Foundation Policies with Hilbert Representations

Unsupervised and self-supervised objectives, such as next token prediction, have enabled pre-training generalist models from large amounts of unlabeled data. In reinforcement learning (RL), however, finding a truly general and scalable unsupervised pre-training objective for generalist policies from offline data remains a major open question. While a number of methods have been proposed to enable generic self-supervised RL, based on principles such as goal-conditioned RL, behavioral cloning, and unsupervised skill learning, such methods remain limited in terms of either the diversity of the discovered behaviors, the need for high-quality demonstration data, or the lack of a clear prompting or adaptation mechanism for downstream tasks.
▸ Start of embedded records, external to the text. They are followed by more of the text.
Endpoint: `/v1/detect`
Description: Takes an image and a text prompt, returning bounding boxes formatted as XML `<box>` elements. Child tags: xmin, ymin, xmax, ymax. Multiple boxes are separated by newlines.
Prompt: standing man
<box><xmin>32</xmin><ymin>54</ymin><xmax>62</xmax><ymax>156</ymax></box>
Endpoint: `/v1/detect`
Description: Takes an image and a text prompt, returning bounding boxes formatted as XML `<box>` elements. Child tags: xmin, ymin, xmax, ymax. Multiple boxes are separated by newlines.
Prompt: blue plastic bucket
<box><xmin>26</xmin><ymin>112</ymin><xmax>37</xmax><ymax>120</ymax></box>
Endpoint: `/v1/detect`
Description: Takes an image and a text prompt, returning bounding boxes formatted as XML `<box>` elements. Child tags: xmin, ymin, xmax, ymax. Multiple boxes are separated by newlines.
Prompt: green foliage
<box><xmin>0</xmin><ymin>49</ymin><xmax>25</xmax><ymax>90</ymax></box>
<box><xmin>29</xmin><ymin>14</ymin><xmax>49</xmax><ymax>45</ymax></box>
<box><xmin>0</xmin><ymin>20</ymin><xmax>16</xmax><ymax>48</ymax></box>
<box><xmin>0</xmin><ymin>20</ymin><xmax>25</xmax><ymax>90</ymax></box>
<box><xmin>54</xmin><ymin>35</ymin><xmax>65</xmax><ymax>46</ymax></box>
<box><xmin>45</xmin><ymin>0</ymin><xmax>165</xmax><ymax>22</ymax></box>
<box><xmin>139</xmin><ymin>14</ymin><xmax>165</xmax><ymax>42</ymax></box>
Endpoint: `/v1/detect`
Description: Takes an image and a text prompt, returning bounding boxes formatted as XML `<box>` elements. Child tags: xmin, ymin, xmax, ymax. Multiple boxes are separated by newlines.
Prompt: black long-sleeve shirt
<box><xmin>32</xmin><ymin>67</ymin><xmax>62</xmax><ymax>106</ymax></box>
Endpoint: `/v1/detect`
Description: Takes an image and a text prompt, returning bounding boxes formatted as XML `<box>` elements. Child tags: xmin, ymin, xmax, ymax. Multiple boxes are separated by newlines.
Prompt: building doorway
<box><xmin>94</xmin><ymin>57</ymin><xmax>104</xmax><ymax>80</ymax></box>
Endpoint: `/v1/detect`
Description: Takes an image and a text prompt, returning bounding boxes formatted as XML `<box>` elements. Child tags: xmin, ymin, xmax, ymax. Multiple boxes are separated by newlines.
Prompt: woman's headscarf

In this work, we propose a novel unsupervised framework to pre-train generalist policies that capture diverse, optimal, long-horizon behaviors from unlabeled offline data such that they can be quickly adapted to any arbitrary new tasks in a zero-shot manner. Our key insight is to learn a structured representation that preserves the temporal structure of the underlying environment, and then to span this learned latent space with directional movements, which enables various zero-shot policy "prompting" schemes for downstream tasks. Through our experiments on simulated robotic locomotion and manipulation benchmarks, we show that our unsupervised policies can solve goal-conditioned and general RL tasks in a zero-shot fashion, even often outperforming prior methods designed specifically for each setting. Our code and videos are available at https://seohong.me/projects/hilp/

翻译：无监督和自监督目标（如下一个词元预测）使得从大量无标签数据中预训练通用模型成为可能。然而在强化学习领域，如何从离线数据中找到真正通用且可扩展的无监督预训练目标来训练通用策略仍是一个重大开放性问题。尽管已有多种方法基于不同原理（如目标条件强化学习、行为克隆和无监督技能学习）实现了通用自监督强化学习，但这些方法在发现行为的多样性、对高质量示范数据的需求，以及缺乏清晰的下游任务提示或适应机制方面仍存在局限。本研究提出一种新颖的无监督框架，用于预训练能够从无标签离线数据中捕获多样、最优且长时程行为的通用策略，从而使其能以零样本方式快速适应任意新任务。我们的核心洞见在于学习一种能保留环境时序结构的结构化表征，并通过定向运动张满该学习到的潜在空间，进而实现对下游任务的各种零样本策略"提示"方案。通过在模拟机器人运动与操控基准上的实验，我们证明这种无监督策略能以零样本方式解决目标条件和通用强化学习任务，其性能甚至常超越针对特定场景专门设计的先前方法。我们的代码和视频已开源至 https://seohong.me/projects/hilp/